Un ovni nommé Ranger. Collision imminente sur Montpellier !

rene Ranger

Longtemps espéré, Rene Ranger va enfin débarquer à Montpellier où il est très attendu !

Enfin ! disent les supporters du MHR. Déjà … pensent les supporters Néo-Zélandais. L’arrivée de Ranger en France a été longue à se dessiner, mais sa venue n’est plus qu’une question de jours.

Montpellier va récupérer un joueur dans la forme de sa vie. Attention, « Danger » !

Descendants de Rarotongiens (Iles Cook) et d’Anglais, Rene Ranger est surtout un enfant du Northland. Il est le 1er joueur de Wellsford à devenir un All Blacks : « Nous avons eu des All Blacks Maoris et beaucoup de joueurs qui ont représenté le Northland mais c’est notre premier joueur en équipe nationale » Glen Wetherill, président de Wellsford. «Nous sommes comme sur la lune, je lui souhaite tout le meilleur de la part de tout le club ».

Polyvalent, il a longtemps été un ailier atypique, hyper actif et capable de venir se mêler de nombreuses fois au jeu.

Fan de Tana Umaga, il prend, comme son modèle, une autre dimension lorsqu’il évolue au poste de centre. Plus il touche de ballons, plus il prend confiance et plus il devient dangereux pour les défenses adverses.

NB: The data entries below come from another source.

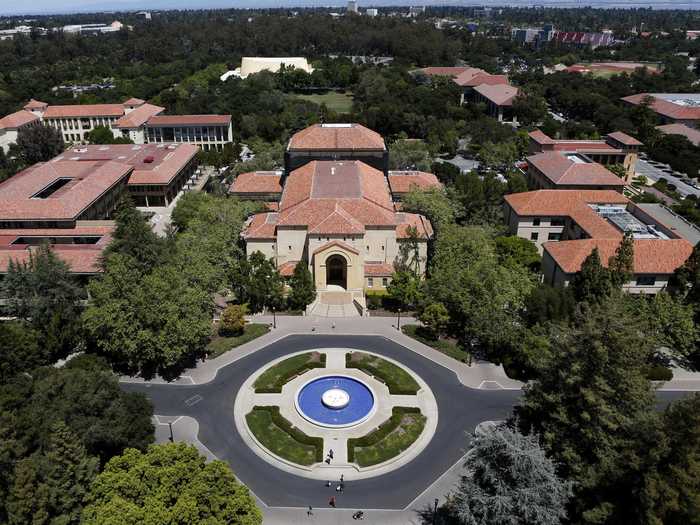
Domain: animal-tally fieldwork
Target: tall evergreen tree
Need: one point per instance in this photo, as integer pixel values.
(621, 265)
(303, 287)
(592, 284)
(510, 481)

 « C’est un joueur qui a le facteur X, qui crée et qui tente beaucoup. Il est très fort physiquement, vraiment très fort. Et il a beaucoup de talent. Il y a quelques aspects de son jeu qui sont très intéressants. Il pourrait devenir un joueur de niveau international. » Graham Henry

Extrêmement véloce, ce joueur déborde d’énergie. Il a d’ailleurs eu plusieurs fois des problèmes de discipline (sûr et en dehors du terrain), qui semblent désormais des « erreurs de jeunesse » plus qu’autre chose.

Sur un terrain de rugby, Ranger est une attraction à lui tout seul. Sans aucun doute l’un des porteurs de balle les plus explosifs du rugby mondial. Véloce, puissant, rapide, massif, il a une force d’impact impressionnante et marque ses adversaires.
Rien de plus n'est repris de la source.